The second option still gives you a step, but using the -x option to NTPD will slew this step, giving a gradual correction to the 1 second difference.
That is incorrect. -x is often misunderstood -- it does not disable stepping entirely, it raises the "step threshold" from 0.128s default to 600s. When ntpd synchronizes the clock and determines the offset exceeds the step threshold, the clock is stepped to the correct time. So long as you manage to keep your clock within 10 minutes of correct, -x isn't terribly different from disabling steps, but that's not what it does. In particular, when ntpd using the daemon loop implements a leap second by stepping the clock backward one second, the step threshold (and hence -x) are not a decision factor -- the step is taken. Cheers, Dave Hart
On Tue, Jul 3, 2012 at 11:59 PM, Majdi S. Abbas <msa@latt.net> wrote:
On Tue, Jul 03, 2012 at 11:33:35PM -0400, Tyler Haske wrote:
4 years. These things are supposed to be synced to a NTP source anyway.
Easiest solution is just remove leap second functionality from mainline code, and make it something you have to special-compile for.
Please reconcile these two statements.
Thanks,
--msa
Someone running an NTP Server connected to a cesium clock could run the leap-second time code. Since its *their job* to have the correct time, they can do all the fancy rarely used things that make parts of the Internet die every couple of years.

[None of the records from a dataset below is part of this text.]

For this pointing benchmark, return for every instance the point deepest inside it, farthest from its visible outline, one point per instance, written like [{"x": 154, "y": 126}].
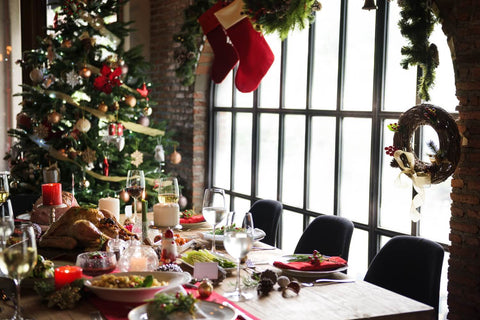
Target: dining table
[{"x": 327, "y": 300}]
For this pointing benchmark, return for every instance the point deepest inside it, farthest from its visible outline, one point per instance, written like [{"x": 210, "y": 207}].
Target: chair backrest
[
  {"x": 329, "y": 235},
  {"x": 266, "y": 214},
  {"x": 410, "y": 266}
]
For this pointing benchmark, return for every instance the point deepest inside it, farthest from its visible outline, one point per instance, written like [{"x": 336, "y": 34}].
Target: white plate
[
  {"x": 138, "y": 295},
  {"x": 258, "y": 234},
  {"x": 212, "y": 309},
  {"x": 24, "y": 216},
  {"x": 309, "y": 274}
]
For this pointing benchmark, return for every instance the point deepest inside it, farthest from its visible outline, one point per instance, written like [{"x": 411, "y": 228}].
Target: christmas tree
[{"x": 87, "y": 110}]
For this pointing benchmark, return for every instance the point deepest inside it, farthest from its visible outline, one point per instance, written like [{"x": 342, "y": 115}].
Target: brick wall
[
  {"x": 185, "y": 108},
  {"x": 462, "y": 24}
]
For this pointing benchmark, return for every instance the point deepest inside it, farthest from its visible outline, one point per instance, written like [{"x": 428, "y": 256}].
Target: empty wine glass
[
  {"x": 135, "y": 187},
  {"x": 213, "y": 209},
  {"x": 18, "y": 259},
  {"x": 168, "y": 190},
  {"x": 238, "y": 241}
]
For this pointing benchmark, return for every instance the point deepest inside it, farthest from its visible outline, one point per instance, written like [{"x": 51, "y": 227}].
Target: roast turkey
[{"x": 84, "y": 228}]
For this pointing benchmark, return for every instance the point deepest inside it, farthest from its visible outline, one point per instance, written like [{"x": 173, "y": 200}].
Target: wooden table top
[{"x": 357, "y": 300}]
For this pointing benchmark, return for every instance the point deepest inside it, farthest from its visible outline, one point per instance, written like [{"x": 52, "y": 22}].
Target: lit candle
[
  {"x": 66, "y": 274},
  {"x": 51, "y": 194},
  {"x": 110, "y": 204}
]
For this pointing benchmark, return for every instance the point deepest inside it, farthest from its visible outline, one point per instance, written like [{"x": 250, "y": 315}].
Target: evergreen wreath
[
  {"x": 416, "y": 24},
  {"x": 446, "y": 156}
]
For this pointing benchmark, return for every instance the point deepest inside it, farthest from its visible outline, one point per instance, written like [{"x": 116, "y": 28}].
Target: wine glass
[
  {"x": 238, "y": 241},
  {"x": 135, "y": 187},
  {"x": 213, "y": 209},
  {"x": 18, "y": 259},
  {"x": 168, "y": 190}
]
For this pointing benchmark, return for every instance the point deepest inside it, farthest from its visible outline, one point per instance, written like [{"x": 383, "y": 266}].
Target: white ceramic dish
[
  {"x": 138, "y": 295},
  {"x": 306, "y": 274},
  {"x": 212, "y": 309},
  {"x": 258, "y": 234}
]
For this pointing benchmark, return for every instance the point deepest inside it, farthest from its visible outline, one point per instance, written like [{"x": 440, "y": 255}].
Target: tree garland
[{"x": 416, "y": 24}]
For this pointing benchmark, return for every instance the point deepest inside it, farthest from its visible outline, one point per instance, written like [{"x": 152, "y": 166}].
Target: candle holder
[{"x": 51, "y": 208}]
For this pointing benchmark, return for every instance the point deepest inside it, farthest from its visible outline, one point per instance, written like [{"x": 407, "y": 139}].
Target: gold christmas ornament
[
  {"x": 54, "y": 117},
  {"x": 83, "y": 125},
  {"x": 36, "y": 75},
  {"x": 131, "y": 101},
  {"x": 85, "y": 72},
  {"x": 175, "y": 157},
  {"x": 102, "y": 107}
]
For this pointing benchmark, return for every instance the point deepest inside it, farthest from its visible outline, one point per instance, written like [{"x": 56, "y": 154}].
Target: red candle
[
  {"x": 66, "y": 274},
  {"x": 51, "y": 194}
]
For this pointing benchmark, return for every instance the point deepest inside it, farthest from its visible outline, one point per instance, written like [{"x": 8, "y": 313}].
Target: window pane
[
  {"x": 243, "y": 153},
  {"x": 270, "y": 86},
  {"x": 324, "y": 93},
  {"x": 224, "y": 92},
  {"x": 322, "y": 165},
  {"x": 292, "y": 229},
  {"x": 443, "y": 92},
  {"x": 359, "y": 58},
  {"x": 268, "y": 157},
  {"x": 296, "y": 70},
  {"x": 355, "y": 169},
  {"x": 222, "y": 152},
  {"x": 435, "y": 211},
  {"x": 398, "y": 97},
  {"x": 396, "y": 191},
  {"x": 358, "y": 254},
  {"x": 293, "y": 160}
]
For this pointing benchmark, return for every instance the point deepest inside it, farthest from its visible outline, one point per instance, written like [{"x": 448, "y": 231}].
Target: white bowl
[{"x": 138, "y": 295}]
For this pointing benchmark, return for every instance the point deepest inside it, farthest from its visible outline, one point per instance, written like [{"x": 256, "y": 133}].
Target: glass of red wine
[{"x": 135, "y": 187}]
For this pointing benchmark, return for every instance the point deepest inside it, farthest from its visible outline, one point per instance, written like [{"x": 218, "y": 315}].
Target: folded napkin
[
  {"x": 194, "y": 219},
  {"x": 329, "y": 263}
]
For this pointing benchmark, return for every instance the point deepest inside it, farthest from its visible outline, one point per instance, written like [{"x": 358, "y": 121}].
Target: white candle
[{"x": 110, "y": 204}]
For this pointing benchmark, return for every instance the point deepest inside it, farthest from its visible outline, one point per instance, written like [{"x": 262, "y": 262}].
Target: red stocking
[
  {"x": 225, "y": 55},
  {"x": 255, "y": 55}
]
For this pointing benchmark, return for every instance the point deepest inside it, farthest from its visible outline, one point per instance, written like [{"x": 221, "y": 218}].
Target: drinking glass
[
  {"x": 213, "y": 209},
  {"x": 168, "y": 190},
  {"x": 135, "y": 187},
  {"x": 18, "y": 259},
  {"x": 238, "y": 241}
]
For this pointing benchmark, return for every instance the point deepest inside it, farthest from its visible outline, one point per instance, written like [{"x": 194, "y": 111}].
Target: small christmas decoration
[
  {"x": 54, "y": 117},
  {"x": 36, "y": 75},
  {"x": 175, "y": 157},
  {"x": 130, "y": 101},
  {"x": 83, "y": 125},
  {"x": 137, "y": 158},
  {"x": 108, "y": 79}
]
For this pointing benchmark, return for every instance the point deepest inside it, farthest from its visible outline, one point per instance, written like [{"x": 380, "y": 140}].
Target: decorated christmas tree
[{"x": 86, "y": 114}]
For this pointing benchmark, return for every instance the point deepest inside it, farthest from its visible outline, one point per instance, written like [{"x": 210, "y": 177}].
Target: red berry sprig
[{"x": 390, "y": 150}]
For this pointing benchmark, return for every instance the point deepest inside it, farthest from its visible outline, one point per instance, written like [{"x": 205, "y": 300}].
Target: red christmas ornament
[
  {"x": 108, "y": 79},
  {"x": 143, "y": 91}
]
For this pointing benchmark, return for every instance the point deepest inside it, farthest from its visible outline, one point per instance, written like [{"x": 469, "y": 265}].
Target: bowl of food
[
  {"x": 135, "y": 287},
  {"x": 97, "y": 262}
]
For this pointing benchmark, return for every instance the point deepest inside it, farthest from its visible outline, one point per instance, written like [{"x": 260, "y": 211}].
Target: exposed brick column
[
  {"x": 462, "y": 24},
  {"x": 185, "y": 108}
]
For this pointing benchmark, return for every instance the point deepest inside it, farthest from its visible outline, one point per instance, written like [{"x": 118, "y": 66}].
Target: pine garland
[{"x": 416, "y": 24}]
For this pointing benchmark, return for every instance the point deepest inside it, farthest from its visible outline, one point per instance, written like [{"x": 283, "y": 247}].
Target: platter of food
[
  {"x": 203, "y": 310},
  {"x": 135, "y": 287}
]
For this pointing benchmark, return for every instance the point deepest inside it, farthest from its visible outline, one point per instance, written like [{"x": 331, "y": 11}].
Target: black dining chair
[
  {"x": 266, "y": 215},
  {"x": 329, "y": 235},
  {"x": 410, "y": 266}
]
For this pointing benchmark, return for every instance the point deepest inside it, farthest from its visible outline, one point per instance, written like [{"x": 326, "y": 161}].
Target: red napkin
[
  {"x": 112, "y": 310},
  {"x": 330, "y": 263},
  {"x": 194, "y": 219}
]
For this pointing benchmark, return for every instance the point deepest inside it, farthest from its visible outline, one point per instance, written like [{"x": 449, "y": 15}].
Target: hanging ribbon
[{"x": 419, "y": 180}]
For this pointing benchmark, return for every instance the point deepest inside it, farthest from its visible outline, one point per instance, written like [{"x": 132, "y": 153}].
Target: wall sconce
[{"x": 369, "y": 5}]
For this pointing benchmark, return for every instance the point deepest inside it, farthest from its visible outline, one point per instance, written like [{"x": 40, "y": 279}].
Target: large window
[{"x": 313, "y": 135}]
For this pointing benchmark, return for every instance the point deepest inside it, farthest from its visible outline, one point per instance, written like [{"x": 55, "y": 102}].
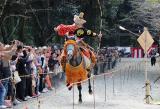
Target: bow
[{"x": 101, "y": 21}]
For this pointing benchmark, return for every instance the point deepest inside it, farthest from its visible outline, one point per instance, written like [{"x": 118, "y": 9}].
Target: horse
[{"x": 77, "y": 65}]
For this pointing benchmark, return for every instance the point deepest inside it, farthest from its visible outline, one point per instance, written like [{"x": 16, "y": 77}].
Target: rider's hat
[{"x": 79, "y": 20}]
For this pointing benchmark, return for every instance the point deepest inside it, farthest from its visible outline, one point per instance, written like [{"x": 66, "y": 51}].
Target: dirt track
[{"x": 123, "y": 91}]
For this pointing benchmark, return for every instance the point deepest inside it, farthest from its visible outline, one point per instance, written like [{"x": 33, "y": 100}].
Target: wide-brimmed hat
[{"x": 79, "y": 19}]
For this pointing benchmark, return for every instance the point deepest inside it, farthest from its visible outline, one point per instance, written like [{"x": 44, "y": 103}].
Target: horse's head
[{"x": 70, "y": 49}]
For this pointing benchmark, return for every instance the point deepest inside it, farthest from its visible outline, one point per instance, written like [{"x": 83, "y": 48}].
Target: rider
[{"x": 78, "y": 32}]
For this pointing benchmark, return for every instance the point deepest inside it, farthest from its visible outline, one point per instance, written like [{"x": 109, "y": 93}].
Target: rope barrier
[{"x": 110, "y": 73}]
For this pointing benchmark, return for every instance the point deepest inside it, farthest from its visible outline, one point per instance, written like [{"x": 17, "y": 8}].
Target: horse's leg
[
  {"x": 79, "y": 86},
  {"x": 89, "y": 84}
]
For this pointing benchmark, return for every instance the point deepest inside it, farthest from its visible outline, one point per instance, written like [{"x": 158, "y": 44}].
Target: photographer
[{"x": 5, "y": 73}]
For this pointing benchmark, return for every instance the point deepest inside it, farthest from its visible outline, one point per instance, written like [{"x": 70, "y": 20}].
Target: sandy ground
[{"x": 124, "y": 90}]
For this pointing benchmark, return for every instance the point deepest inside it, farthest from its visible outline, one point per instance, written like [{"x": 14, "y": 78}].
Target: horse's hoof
[
  {"x": 80, "y": 101},
  {"x": 90, "y": 92}
]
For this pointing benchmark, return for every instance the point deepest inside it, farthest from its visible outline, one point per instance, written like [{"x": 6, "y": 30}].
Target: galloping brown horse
[{"x": 77, "y": 65}]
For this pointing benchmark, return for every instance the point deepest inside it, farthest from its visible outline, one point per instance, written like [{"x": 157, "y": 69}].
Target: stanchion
[
  {"x": 73, "y": 96},
  {"x": 105, "y": 86},
  {"x": 94, "y": 94},
  {"x": 113, "y": 84}
]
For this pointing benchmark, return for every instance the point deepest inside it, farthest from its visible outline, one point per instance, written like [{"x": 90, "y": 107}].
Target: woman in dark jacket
[{"x": 21, "y": 68}]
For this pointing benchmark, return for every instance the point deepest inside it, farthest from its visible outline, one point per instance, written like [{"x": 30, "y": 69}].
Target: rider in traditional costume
[{"x": 77, "y": 32}]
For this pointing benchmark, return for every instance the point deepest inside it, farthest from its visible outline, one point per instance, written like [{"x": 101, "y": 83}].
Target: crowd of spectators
[{"x": 26, "y": 72}]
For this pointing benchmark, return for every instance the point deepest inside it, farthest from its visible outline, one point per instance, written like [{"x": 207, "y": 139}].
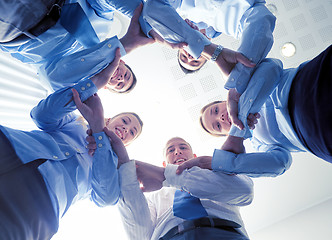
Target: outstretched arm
[{"x": 68, "y": 70}]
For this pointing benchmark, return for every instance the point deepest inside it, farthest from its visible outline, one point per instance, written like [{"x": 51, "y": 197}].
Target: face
[
  {"x": 126, "y": 126},
  {"x": 189, "y": 62},
  {"x": 122, "y": 78},
  {"x": 178, "y": 151},
  {"x": 215, "y": 119}
]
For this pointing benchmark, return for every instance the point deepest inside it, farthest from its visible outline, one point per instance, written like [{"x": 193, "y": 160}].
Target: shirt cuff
[
  {"x": 222, "y": 160},
  {"x": 127, "y": 173},
  {"x": 196, "y": 44},
  {"x": 102, "y": 141},
  {"x": 85, "y": 89}
]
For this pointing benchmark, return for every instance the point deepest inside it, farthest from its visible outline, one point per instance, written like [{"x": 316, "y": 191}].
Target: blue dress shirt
[
  {"x": 70, "y": 173},
  {"x": 248, "y": 20},
  {"x": 273, "y": 136},
  {"x": 55, "y": 47}
]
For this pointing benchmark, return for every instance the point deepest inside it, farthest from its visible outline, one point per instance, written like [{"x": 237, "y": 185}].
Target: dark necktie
[
  {"x": 187, "y": 207},
  {"x": 75, "y": 21}
]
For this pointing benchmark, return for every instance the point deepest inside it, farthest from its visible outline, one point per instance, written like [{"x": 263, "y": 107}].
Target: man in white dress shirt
[{"x": 151, "y": 216}]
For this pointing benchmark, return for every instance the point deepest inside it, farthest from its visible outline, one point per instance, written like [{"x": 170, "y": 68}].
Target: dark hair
[
  {"x": 136, "y": 116},
  {"x": 185, "y": 70},
  {"x": 201, "y": 119},
  {"x": 132, "y": 86}
]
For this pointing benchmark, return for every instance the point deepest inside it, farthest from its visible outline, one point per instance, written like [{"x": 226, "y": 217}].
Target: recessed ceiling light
[{"x": 288, "y": 49}]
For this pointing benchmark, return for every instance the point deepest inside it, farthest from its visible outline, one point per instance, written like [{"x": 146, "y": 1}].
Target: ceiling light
[{"x": 288, "y": 49}]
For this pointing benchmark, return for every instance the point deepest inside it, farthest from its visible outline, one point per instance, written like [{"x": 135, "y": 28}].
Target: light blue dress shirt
[
  {"x": 70, "y": 173},
  {"x": 248, "y": 20},
  {"x": 274, "y": 136},
  {"x": 55, "y": 47}
]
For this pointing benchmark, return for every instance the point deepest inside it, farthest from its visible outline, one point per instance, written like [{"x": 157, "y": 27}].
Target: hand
[
  {"x": 193, "y": 26},
  {"x": 232, "y": 109},
  {"x": 102, "y": 78},
  {"x": 118, "y": 147},
  {"x": 252, "y": 120},
  {"x": 227, "y": 60},
  {"x": 92, "y": 110},
  {"x": 160, "y": 40},
  {"x": 233, "y": 144},
  {"x": 92, "y": 146},
  {"x": 202, "y": 162},
  {"x": 150, "y": 176},
  {"x": 134, "y": 37}
]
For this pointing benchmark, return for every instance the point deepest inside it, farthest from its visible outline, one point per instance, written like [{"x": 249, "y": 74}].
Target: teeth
[
  {"x": 118, "y": 132},
  {"x": 179, "y": 160}
]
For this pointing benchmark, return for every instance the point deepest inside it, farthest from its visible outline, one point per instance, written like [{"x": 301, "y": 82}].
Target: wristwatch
[{"x": 216, "y": 53}]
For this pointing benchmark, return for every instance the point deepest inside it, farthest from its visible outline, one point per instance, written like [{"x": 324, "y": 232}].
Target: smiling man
[{"x": 163, "y": 214}]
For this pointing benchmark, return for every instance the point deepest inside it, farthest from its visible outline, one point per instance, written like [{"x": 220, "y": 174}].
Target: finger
[
  {"x": 77, "y": 99},
  {"x": 184, "y": 166},
  {"x": 137, "y": 13},
  {"x": 91, "y": 146},
  {"x": 245, "y": 61},
  {"x": 89, "y": 131},
  {"x": 238, "y": 124},
  {"x": 114, "y": 138},
  {"x": 116, "y": 59},
  {"x": 178, "y": 45},
  {"x": 90, "y": 139}
]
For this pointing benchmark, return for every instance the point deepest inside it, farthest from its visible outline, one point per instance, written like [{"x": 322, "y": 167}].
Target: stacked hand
[
  {"x": 150, "y": 176},
  {"x": 92, "y": 110},
  {"x": 232, "y": 109}
]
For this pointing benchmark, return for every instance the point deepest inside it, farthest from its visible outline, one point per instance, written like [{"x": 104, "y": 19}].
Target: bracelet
[{"x": 216, "y": 53}]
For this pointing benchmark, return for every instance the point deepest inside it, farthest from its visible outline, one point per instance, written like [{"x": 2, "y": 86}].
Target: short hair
[
  {"x": 132, "y": 86},
  {"x": 187, "y": 71},
  {"x": 136, "y": 116},
  {"x": 172, "y": 139},
  {"x": 201, "y": 119}
]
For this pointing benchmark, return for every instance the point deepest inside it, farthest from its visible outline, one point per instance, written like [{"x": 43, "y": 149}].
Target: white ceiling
[{"x": 169, "y": 102}]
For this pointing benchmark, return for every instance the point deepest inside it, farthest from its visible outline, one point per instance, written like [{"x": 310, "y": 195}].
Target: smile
[{"x": 119, "y": 133}]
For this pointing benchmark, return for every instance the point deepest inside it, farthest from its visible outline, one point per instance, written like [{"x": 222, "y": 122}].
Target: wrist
[
  {"x": 127, "y": 44},
  {"x": 97, "y": 127}
]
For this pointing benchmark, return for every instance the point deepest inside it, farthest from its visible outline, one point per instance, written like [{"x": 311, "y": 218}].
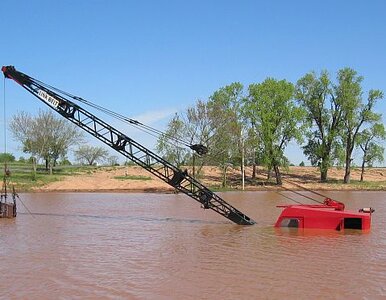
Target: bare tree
[
  {"x": 44, "y": 136},
  {"x": 90, "y": 154}
]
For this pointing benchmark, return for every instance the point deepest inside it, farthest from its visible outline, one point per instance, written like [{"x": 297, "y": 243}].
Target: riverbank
[{"x": 136, "y": 179}]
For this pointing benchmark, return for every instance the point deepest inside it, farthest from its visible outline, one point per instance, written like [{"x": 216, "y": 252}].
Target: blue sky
[{"x": 150, "y": 59}]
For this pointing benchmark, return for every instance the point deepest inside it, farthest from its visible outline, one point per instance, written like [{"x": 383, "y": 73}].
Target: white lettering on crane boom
[{"x": 48, "y": 98}]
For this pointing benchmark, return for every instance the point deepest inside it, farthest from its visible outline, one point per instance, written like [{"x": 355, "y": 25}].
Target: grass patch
[
  {"x": 24, "y": 179},
  {"x": 133, "y": 177}
]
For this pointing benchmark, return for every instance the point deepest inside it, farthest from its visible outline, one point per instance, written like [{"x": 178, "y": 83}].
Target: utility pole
[{"x": 242, "y": 161}]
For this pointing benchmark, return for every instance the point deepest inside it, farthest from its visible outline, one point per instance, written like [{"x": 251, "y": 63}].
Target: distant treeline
[{"x": 328, "y": 118}]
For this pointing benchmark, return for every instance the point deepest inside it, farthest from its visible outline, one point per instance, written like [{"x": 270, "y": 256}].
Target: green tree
[
  {"x": 368, "y": 141},
  {"x": 272, "y": 112},
  {"x": 6, "y": 157},
  {"x": 44, "y": 136},
  {"x": 90, "y": 154},
  {"x": 224, "y": 109},
  {"x": 324, "y": 117},
  {"x": 355, "y": 113}
]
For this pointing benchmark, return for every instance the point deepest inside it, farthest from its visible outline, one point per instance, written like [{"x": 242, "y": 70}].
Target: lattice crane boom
[{"x": 129, "y": 148}]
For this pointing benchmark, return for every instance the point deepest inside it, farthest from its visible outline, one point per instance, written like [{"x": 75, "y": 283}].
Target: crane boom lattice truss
[{"x": 129, "y": 148}]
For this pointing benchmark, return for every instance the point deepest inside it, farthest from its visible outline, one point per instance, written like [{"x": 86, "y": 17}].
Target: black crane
[{"x": 180, "y": 180}]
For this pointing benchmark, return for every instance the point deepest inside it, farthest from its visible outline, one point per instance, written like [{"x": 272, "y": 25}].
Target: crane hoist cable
[{"x": 198, "y": 148}]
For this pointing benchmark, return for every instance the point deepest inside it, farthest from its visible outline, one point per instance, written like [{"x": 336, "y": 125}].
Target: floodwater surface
[{"x": 157, "y": 246}]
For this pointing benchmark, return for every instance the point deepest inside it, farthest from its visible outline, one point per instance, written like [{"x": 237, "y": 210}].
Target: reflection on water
[{"x": 150, "y": 246}]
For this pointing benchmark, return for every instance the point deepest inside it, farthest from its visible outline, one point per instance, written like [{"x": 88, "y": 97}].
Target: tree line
[
  {"x": 329, "y": 119},
  {"x": 49, "y": 138}
]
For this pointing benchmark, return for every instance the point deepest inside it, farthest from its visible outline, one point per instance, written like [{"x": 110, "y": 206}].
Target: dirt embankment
[{"x": 105, "y": 180}]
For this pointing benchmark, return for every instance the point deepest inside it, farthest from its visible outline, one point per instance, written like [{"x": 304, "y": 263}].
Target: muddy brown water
[{"x": 155, "y": 246}]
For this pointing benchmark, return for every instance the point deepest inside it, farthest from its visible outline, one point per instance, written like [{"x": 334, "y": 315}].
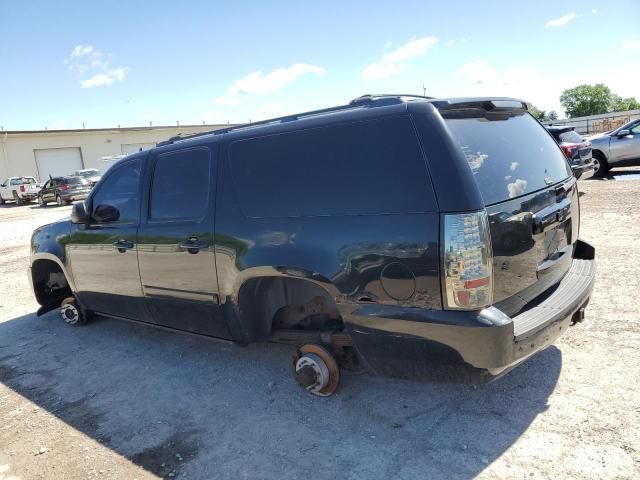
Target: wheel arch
[
  {"x": 50, "y": 280},
  {"x": 260, "y": 293}
]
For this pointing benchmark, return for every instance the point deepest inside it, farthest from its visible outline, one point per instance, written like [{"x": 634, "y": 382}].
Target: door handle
[
  {"x": 123, "y": 245},
  {"x": 193, "y": 245}
]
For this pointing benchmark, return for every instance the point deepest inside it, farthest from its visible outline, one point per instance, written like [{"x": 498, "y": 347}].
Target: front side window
[
  {"x": 180, "y": 187},
  {"x": 118, "y": 199}
]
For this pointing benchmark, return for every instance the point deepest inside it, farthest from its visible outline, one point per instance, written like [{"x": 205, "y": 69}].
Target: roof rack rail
[
  {"x": 368, "y": 98},
  {"x": 364, "y": 100}
]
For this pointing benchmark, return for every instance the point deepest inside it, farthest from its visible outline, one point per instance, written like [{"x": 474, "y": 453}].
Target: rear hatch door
[{"x": 530, "y": 195}]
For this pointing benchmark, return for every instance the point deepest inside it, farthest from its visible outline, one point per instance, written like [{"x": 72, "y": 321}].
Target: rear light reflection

A "cesium clock" don't knew it should do leap seconds unless you tell it, and it only affects the display and the internal time of the clock.. -:) The S1 NTP server and it's host OS has to be told to set the leap-second indicator by hand to.. But all the system on the internet has to knew what to do with this information. In the case of a host_os that do not knew about leap-seconds, NTP will have the correct time and then try to stear the host as fast as it can to loose/gain a second.. -P
On (2012-07-03 01:54 -0700), Wolfgang S. Rupprecht wrote:
kernel time, why do we do it with leapseconds? We should really move the leapseconds correction into the display routines like DST and
Yes. TAI time natively and presentation uses leap lookup tables to convert to UTC. Unixtime is not monotonously increasing which is incredibly broken by design. http://en.wikipedia.org/wiki/Unixtime#TAI-based_variant http://cr.yp.to/libtai.html -- ++ytti
On Jul 3, 2012, at 7:39 AM, Saku Ytti wrote:
On (2012-07-03 10:33 -0400), valdis.kletnieks@vt.edu wrote:
On the other hand, how many subtle bugs will we introduce when we break code that currently assumes the system clock is UTC, not TAI?
Progress has non zero cost :)
-- ++ytti
Trading one known set of bugs for a (probably) larger set of unknown bugs is not my definition of progress. Cost without progress is harmful and should be avoided. Owen
On (2012-07-03 10:11 -0700), Owen DeLong wrote:
Trading one known set of bugs for a (probably) larger set of unknown bugs is not my definition of progress. Cost without progress is harmful and should be avoided.
Leap bugs are NOT known. Most people have no idea unixtime is not monotonically increasing. I had no idea myself until sunday, I had assumed we really go 59 -> 60 -> 00, but we go 59 -> 59 -> 00. So 59.1 can happen before or after 59.2. To me this is fundamentally and inherently broken. It's quite hard to find code which stores timestamp and then compares it in future to timestamp which assumes time can travel backwards. Most bugs are just things that should last 5s last 6s or 4s, but certainly the bugs exist and developers were not aware that they exist. -- ++ytti
On 03/07/2012 18:59, Saku Ytti wrote:
Leap bugs are NOT known. Most people have no idea unixtime is not monotonically increasing. I had no idea myself until sunday, I had assumed we really go 59 -> 60 -> 00, but we go 59 -> 59 -> 00. So 59.1 can happen before or after 59.2. To me this is fundamentally and inherently broken.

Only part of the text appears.